CD101 variation diminishes Treg cell-mediated restraint of effector T cells (A) Schematic of the PBMC sorting and stimulation protocol (created with BioRender). PBMCs (N = 100) were sorted into (1) whole live PBMCs and (2) Treg cell-depleted or (3) purified CD3⁺ T cell fractions. Cells were stimulated with EBV lysate or control or αCD3/αCD28 or control for 6 h. Cells were then analyzed for their expression of cytokines by intracellular cytokine staining (ICS). (B) The frequency of CD4⁺ and CD8 T cells producing proinflammatory cytokines in response to EBV among Treg-cell-depleted PBMCs was analyzed per case or control. (C and D) Individual trajectory plots (C) and summary results (D) of Δ% IL-2⁺CD4⁺ T cells from Treg cell-depleted and whole PBMCs for CD101 cytoplasmic (N = 18) and Ig-like variants (N = 42) compared with no functional variants (N = 40). Live-sorted “whole” PBMCs, including lymphocytes and APCs, or PBMCs sorted to deplete Treg cells were recovered and stimulated with EBV lysate or glycine control for 6 h prior to staining for intracellular cytokine production.

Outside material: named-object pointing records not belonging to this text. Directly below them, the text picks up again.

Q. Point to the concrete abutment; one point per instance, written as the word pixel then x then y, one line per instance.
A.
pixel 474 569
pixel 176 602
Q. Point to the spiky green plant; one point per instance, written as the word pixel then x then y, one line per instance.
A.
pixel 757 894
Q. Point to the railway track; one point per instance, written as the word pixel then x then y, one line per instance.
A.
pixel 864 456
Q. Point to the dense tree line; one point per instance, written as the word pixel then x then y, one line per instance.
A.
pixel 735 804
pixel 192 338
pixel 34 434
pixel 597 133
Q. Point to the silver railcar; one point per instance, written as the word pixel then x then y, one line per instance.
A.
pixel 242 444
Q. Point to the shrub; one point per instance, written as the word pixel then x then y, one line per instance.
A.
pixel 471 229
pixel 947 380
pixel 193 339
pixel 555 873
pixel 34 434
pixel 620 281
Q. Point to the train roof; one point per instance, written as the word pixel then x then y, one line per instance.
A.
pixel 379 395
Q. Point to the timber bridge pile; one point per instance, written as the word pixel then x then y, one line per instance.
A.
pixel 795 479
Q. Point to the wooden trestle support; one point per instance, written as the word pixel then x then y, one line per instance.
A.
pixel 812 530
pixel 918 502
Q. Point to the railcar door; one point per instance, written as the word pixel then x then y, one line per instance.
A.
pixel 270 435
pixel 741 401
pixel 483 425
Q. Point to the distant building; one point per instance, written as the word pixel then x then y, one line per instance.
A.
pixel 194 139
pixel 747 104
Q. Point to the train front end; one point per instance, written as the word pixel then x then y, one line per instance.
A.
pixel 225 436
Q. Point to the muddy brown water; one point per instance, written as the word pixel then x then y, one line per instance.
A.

In (C), the frequencies of IL-2-producing CD4⁺ T cells recovered from the “whole” PBMC fraction and the Treg cell-depleted fraction are plotted as a trajectory plot, and in (D), the difference between the percentage of IL-2⁺ CD4⁺ T cells in Treg cell-depleted compared with whole PBMCs is plotted. Results are stratified by the presence of an Ig-like or cytoplasmic variant. Each data point represents one individual. Adjusted p values were calculated as described in STAR Methods.

Figure 5

CD101 variation is associated with transcriptional changes in circulating CD4⁺ and CD8⁺ T cells CD4⁺ conventional or CD8⁺ T cells were sorted from PBMCs sampled from 3 individuals with no functional variants in CD101 or from 3 individuals with an Ig-like variant (rs12093834) or 3 with a cytoplasmic variant (rs34248572) in CD101. (A) The gating strategy for sorting included gates for lymphocytes and singlets, and CD8⁺ T cells were sorted as CD3⁺CD8⁺, whereas conventional CD4⁺ T cells were sorted as CD3⁺CD4⁺ and, to exclude Treg cells, were further gated as CD25⁻. (B) Volcano plots showing genes that are differentially expressed between the indicated groups. Genes were considered differentially expressed when false discovery rate (FDR) values were less than 0.05. (C) Heatmaps showing the top 10 differentially upregulated genes and top 10 differentially downregulated genes for each genotype category (Ig-like or cytoplasmic) versus no variant, with samples ordered by genotype.